I might add, for those travelling across international borders, if your passport or credentials are remotely incredible, please don’t travel at all. Being on a bus that moves is bad enough. Being on one that is parked at the border while we wait for you, possibly not to be let in, is just too much to bear.

Happy travels.


  1. I do hope you have plans to publish a "Manly" book of etiquette as I need one for my twin sons who are 17. Some manners desire a complete and utter overhaul. I would love a visitor from the 50's to come visit from a time machine and just give commentary on travel and the lack of ettiquette. It is appalling.

  2. Thank you for the suggestion that my humble scribblings might be worthy of a book. Perhaps, perhaps, perhaps.

    Your time traveller idea is a good one. Anyone know where we might find one?

  3. "Other people are quite dreadful. The only possible society is oneself"
    Oscar Wilde, An Ideal Husband

    All of your points could be applied to the workplace as well. Including #5.


  4. Doctor,

    I venture a solution to the time machine problem which involves neither science nor miracles. Such people as are desired exist more or less randomly distributed in the civilized world and are called grandparents or worse. They were, I am sure, previously employed thusly, gentling the habits of teenagers, and not unsuccessfully. Presumably, they would have to be taken out of retirement homes or whatever these going-there-to-die places are called and made feel consequential again. One wonders why it is that people may rage for old things, but shun old people...

  5. First we should require a time machine in order to fetch a young person from the fifties who might convincingly lecture the young people of today on the merits of minding their elders. But then, this is very culturally specific. My generation's gradparents, for example, were well-known for not saying very much at all (with some good historical reasons). When they did speak, they were also famed for repeating rather vociferously that they did not want to impose themselves on the lives of their children. But we shall sow now and hope to reap a different crop later.

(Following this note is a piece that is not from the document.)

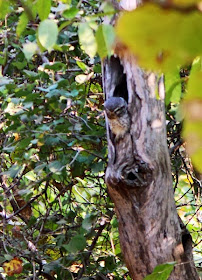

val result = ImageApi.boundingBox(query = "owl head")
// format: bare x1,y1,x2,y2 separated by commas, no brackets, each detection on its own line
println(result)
104,97,128,119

  6. Amen to that. My research (archaeology) takes me to all sorts of remote parts of Scotland, and some less remote but still 8 hours away by bus. We have a good highland and Island coach network over here - whose reading lights do usually work (no wireless yet), but often there are 'objectionable' people who do any and all of the things on your list. 8 hours of peaceful reading can quickly feel like 80 hours of nerve-twitching hell. I theorize that it's akin to being locked in a room made entirely out of blackboards, with only large scratch-crazy hamster for company.

  7. Thoughts of said hamster are going to keep me awake at night. Shudder.